Immigrants from the Philippines remain highly Catholic even if they are staying in the church at a lower rate than they did in their home country, according to Stephen Cherry of the University of Houston.
Cherry found that 85 percent of Filipinos have retained their Catholicism, with only 21 percent claiming Protestant affiliation. But they are less Catholic than in their home country, where 88 percent are Catholic. In an analysis of the 2012 Pew Asian American Survey presented at the November meeting of the Society for the Scientific Study of Religion in Boston, which RW attended, Cherry found that the Philippines is the second largest source of Catholic immigration to the U.S., and that Filipinos have the second highest church attendance rate (37 percent) and involvement in church beyond worship (48 percent) among Asian-Americans.

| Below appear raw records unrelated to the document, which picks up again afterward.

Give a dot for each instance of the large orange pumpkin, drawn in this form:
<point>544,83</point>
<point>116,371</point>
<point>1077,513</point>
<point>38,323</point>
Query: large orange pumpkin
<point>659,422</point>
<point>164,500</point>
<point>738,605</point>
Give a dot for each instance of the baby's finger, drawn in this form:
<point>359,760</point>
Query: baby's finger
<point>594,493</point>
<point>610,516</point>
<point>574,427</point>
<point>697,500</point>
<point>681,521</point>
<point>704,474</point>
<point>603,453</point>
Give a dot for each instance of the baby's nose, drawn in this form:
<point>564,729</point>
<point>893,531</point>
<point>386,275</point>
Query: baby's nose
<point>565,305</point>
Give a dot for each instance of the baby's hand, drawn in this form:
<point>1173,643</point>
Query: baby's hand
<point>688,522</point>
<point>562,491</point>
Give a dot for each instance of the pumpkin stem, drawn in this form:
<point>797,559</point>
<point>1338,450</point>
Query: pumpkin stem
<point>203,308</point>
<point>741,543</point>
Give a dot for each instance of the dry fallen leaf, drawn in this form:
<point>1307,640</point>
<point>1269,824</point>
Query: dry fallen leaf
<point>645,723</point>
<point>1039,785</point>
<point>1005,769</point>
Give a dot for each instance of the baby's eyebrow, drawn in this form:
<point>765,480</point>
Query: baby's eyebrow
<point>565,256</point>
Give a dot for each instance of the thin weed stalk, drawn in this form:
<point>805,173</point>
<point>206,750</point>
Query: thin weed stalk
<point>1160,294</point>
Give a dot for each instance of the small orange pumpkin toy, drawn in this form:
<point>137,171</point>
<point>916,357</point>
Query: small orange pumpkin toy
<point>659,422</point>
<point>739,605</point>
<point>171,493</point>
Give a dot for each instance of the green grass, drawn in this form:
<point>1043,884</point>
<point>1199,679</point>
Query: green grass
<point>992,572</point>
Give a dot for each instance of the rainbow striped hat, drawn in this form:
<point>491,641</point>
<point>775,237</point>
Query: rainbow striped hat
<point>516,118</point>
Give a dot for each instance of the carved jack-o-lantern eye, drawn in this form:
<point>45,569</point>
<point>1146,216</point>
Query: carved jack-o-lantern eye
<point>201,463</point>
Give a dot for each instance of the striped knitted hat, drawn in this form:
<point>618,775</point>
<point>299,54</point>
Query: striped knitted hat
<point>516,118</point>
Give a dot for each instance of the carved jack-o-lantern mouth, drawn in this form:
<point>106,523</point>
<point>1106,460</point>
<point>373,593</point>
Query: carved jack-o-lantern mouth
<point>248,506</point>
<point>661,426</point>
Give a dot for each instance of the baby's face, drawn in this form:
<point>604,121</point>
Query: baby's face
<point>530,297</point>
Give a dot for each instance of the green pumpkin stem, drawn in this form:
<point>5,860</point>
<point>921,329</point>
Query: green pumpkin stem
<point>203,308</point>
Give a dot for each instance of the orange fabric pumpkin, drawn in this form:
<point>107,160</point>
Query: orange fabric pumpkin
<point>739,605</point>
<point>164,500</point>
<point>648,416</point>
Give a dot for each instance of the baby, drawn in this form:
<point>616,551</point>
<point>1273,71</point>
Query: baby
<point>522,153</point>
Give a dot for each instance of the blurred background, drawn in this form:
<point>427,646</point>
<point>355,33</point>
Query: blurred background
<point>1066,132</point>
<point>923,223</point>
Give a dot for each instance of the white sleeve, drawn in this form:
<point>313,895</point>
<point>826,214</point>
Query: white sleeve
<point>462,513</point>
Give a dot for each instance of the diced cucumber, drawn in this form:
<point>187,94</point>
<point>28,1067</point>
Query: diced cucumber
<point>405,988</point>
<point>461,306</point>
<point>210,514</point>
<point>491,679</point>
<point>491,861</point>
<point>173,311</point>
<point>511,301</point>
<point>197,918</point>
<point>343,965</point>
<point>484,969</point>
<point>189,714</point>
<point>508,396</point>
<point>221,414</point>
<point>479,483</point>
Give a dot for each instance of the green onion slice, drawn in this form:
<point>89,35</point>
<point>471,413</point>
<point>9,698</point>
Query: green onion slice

Cherry found that Filipino Catholics have retained their faith in two distinct waves of immigration and that they have produced a growing number of priests in the American church. Although the 23 percent drop in Catholic affiliation between Filipino in their home country and those in the U.S. is a key issue of concern, Filipinos have so far defied trends that have impacted other Catholic immigrant groups.
While there have been Protestant gains through intermarriage, there is a trend toward switching back to Catholicism with the birth of children, particularly when the husband is Catholic. Cherry also found that church splits in Protestantism have led some back to Catholicism and parish-based groups such as the Catholic charismatic renewal, which is particularly strong among Filipinos.